The Hadoop library contains a RegexMapper<K> class. The implementation of the map function searches for the pattern. Hence, each line is processed separately, and the pattern is searched for within that line. We have based our implementation on the RegexMapper class but have tweaked it to fit our needs. We have also implemented a reducer class that aggregates the multiple patterns found and outputs the patterns with their locations to file.

Testing on Hadoop was performed on a cluster of five virtual machines with the same specifications as those mentioned in Table 4-1. One machine served as the master and slave node concurrently, and the other four machines served as slave nodes.

Execution time using Hadoop is measured from the time the input is read up until the result is written to file. The results are recorded in Table 4-11. The first row indicates the average runtimes in milliseconds and the second row is the percent improvement over the single thread

implementation. The first column corresponds to the single thread implementation. The column in the table labeled Hadoop gives the Hadoop runtime and improvement. We obtained an 89% reduction in runtime.
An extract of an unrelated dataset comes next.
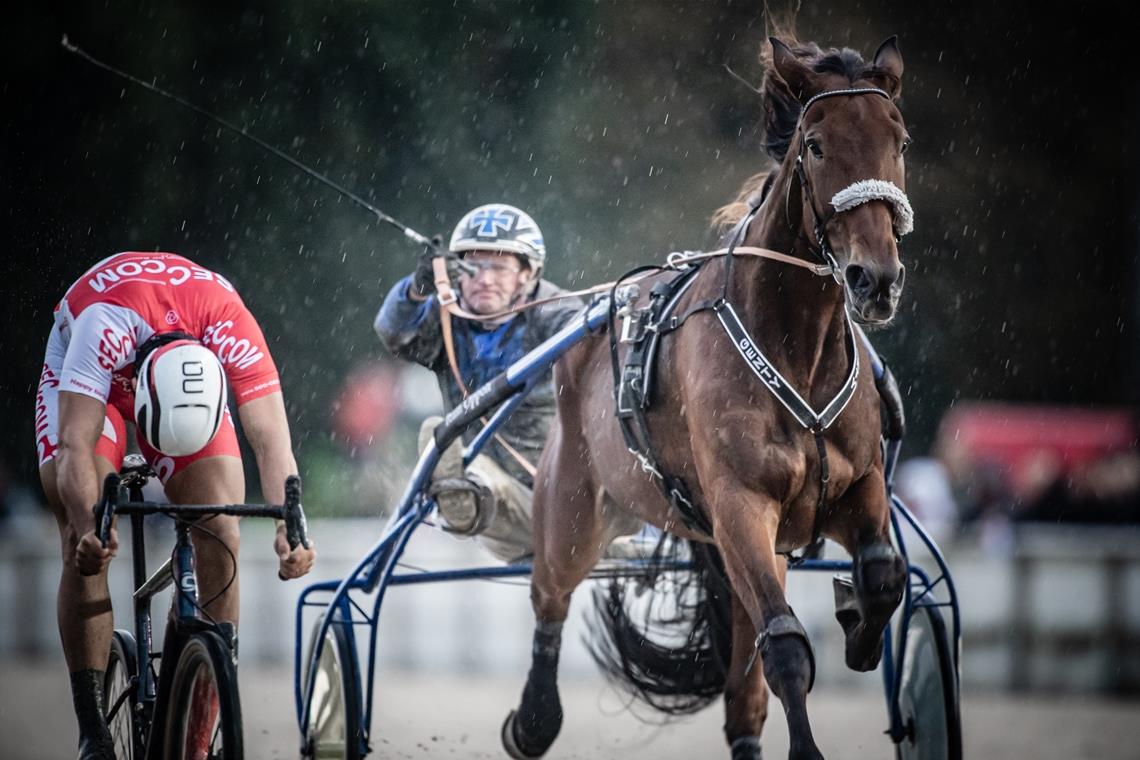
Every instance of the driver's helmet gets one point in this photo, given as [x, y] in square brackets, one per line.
[499, 227]
[180, 398]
This is due to the fact that Hadoop reads the input one line at a time and performs its map function on each line, which might be shorter than even the substrings in the multithreaded option.

Table 4-11: Average runtimes and percent improvement for Hadoop implementation t = 1 Hadoop Single lines

Average runtime (ms) 73,199 7,670 20,880

Percent improvement 89.52 71.47

In order to better compare, we have devised another approach that consists of the single threaded option reading the input from file and searching for the pattern one line at a time. This is comparable to the way Hadoop reads input files. The results are in the last column of Table 4-11. This method performed worse than Hadoop due to the fact that Hadoop has a more

efficient file system and does reading and writing to files more efficiently. However, this method performed better than our single-threaded method of reading the whole input into a string.

Comparing these two methods in Table 4-12, we see that Hadoop outperforms the single line implementation by 63%.

Table 4-12: Runtime improvements

Single Lines Hadoop

Average runtime (ms) 20,880 7,670

However, our multithreaded approach still gave better results. We believe this is because the data that we tested is not big enough to compensate for the expensive writes to disk. This led us to explore another alternative to MapReduce. Spark is a fast general compute engine that can run on top of Yarn and HDFS. In addition to achieving Hadoop’s objectives, Spark is able to evolve past these main attributes and solve several of Hadoop’s main issues. The discussion on Spark is beyond the scope of this chapter, but will be further discussed in the next one.

4.8 Conclusion

We have presented a tool that detects a user’s function call to search for a pattern and seamlessly replaces it with our own distributed MPI-based implementation. We have used bytecode injection and the Open MPI Java bindings to run our optimized code. We have used three different approaches for message passing: point-to-point using multiple sends and receives, collective using the MPI scatter routine, and local in which the data resides on all nodes. Our experiments show a reduction in total execution time for all three approaches, and we have discussed the advantages and disadvantages of selecting one over the other. In addition to that, we have explored another form of distributed communication represented by Hadoop. Because data exchange using Hadoop is based on the filesystem, we have chosen to compare its

performance to our multithreaded approach. This allowed us to learn how Hadoop works and what its limitations are.